We can deduce from the information given and these half-equations that the no. of mole of Fe2+ reacting with Cr2O7 2- is 6 mole (answer C). This is because 3 mole of Fe2+ would be required to react with 1 mole of Cr atoms, as seen in the half-equations. However, since there are 2x the amount, in mol, of Cr atoms in a mole of Cr2O7 2-, this would mean that 1 mole of Cr2O7 2- would yield 2 mole of Cr atoms and thus we would require 6 mole of Fe2+.

Again, my question is: is this method of using the half-equations the proper approach to answering this type of question?

[HopefulLawStudent]

Could someone please explain how to do question 5 from the 2009 chemistry exam? I don't get it.

[Callum@1373]

Could someone please explain how to do question 5 from the 2009 chemistry exam? I don't get it.

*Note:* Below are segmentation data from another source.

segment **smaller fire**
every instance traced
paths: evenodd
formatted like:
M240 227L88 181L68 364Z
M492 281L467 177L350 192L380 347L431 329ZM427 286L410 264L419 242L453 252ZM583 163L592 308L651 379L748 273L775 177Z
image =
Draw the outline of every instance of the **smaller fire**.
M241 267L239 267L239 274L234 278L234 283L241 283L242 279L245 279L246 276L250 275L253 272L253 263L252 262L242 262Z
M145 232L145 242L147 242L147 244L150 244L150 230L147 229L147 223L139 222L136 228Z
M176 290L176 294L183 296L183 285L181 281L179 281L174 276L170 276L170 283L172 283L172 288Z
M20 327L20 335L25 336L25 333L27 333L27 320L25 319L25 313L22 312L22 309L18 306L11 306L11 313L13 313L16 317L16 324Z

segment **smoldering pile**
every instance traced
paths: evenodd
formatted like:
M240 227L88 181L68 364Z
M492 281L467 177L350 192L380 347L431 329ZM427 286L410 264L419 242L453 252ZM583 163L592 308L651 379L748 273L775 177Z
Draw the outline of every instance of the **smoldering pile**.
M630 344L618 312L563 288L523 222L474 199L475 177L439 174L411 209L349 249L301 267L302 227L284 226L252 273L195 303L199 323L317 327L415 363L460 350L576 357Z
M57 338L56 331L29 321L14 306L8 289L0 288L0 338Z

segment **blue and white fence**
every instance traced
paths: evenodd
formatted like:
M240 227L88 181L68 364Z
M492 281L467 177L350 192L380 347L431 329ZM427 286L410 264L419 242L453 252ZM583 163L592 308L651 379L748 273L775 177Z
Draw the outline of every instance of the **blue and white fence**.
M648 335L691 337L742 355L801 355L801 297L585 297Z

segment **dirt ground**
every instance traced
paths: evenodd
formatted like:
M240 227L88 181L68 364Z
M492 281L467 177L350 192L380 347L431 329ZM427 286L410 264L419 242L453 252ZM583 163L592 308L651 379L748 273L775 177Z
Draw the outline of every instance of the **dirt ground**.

The molecule with the longest retention time would adsorb to the stationary phase the best. As the stationary phase is non-polar, the answer is the most non polar molecule, which is option A

[HopefulLawStudent]

So it adsorbs more when the stationary phase and the mobile phase are both either polar/non-polar? This is probably a really dumb question but... How do we know that A's non-polar?

[Callum@1373]

So it adsorbs more when the stationary phase and the mobile phase are both either polar/non-polar? This is probably a really dumb question but... How do we know that A's non-polar?

No, this question is talking about a non-polar stationary phase. It would therefore interact more with the stationary phase if (a) it was a non-polar molecule and (b) the mobile phase was polar.

A is non-polar because it has a long hydrocarbon chain, whereas B,C and D have functional groups which will form hydrogen bonds therefore polar molecules.

[HopefulLawStudent]

Would it work the other way round too? i.e. If we had a polar molecule and non-polar mobile phase, would there be more interaction than if we had a non-polar mobile phase and non-polar molecule?

Ohhhhhh. I did not know that. We only briefly skimmed over polar/non-polar molecules and that section of organic chem.

PS: Thank you for all of your help. I really appreciate it.

[blacksanta62]

Hey need some help with this neap exam question

Triiodine ions can be produced in acidic solutions as follows:

IO_3^2- (aq) + I^-(aq) -----------> I_3^-(aq)

Write the balanced redox equation for the above reaction.


Edit: worked it out. Allow the triiodine ion to have an oxidation number of -1/3. From there you can see that the I from IO_3^2- (aq) reduces in its oxidation number (from +5 -------> -1/3) while the I^-(aq) increases in it's oxidation number (from -1 -----> -1/3). Work out the rest from there Thought I would do this since it wasn't so straight forward

[helloworld]

Does anyone have answers to thushans notes for chem on here?

[Adequace]

Can someone confirm that the relative formula mass of Fe2(CO3)3 is 291.714? The book has a different answer..

[Sine]

Can someone confirm that the relative formula mass of Fe2(CO3)3 is 291.714? The book has a different answer..

291.6gmol-1
292gmol-1 (3 sig figs)

Fe2 = 55.8 x 2
C3 = 12.0 x 3
O9 = 16.0 x 9

This is when using the vce databooklet.

[Adequace]

291.6gmol-1
292gmol-1 (3 sig figs)

Fe2 = 55.8 x 2
C3 = 12.0 x 3
O9 = 16.0 x 9

This is when using the vce databooklet.

Thanks, the book had something around ~297 lol.

[keltingmeith]

291.6gmol-1
292gmol-1 (3 sig figs)

Fe2 = 55.8 x 2
C3 = 12.0 x 3
O9 = 16.0 x 9

This is when using the vce databooklet.

Nitpick: you should leave that to one decimal place, because you're adding the numbers together, not multiplying/dividing.

[Sine]

Nitpick: you should leave that to one decimal place, because you're adding the numbers together, not multiplying/dividing.

oh forgot about that good pickup.

[Shax]

Guys, the textbook has a compound named as "2-Methylpropene".
I think it is redundant to put the 2 there since it doesn't add anything. Methylpropene is just enough as the numbering always starts from the double bond and the methyl group cannot be attached anywhere else (if it was one or three, it would be called butene).
I have heard it said that vcaa assessors consider putting a number that is not required in the IUPAC name as a mistake. What do you think guys??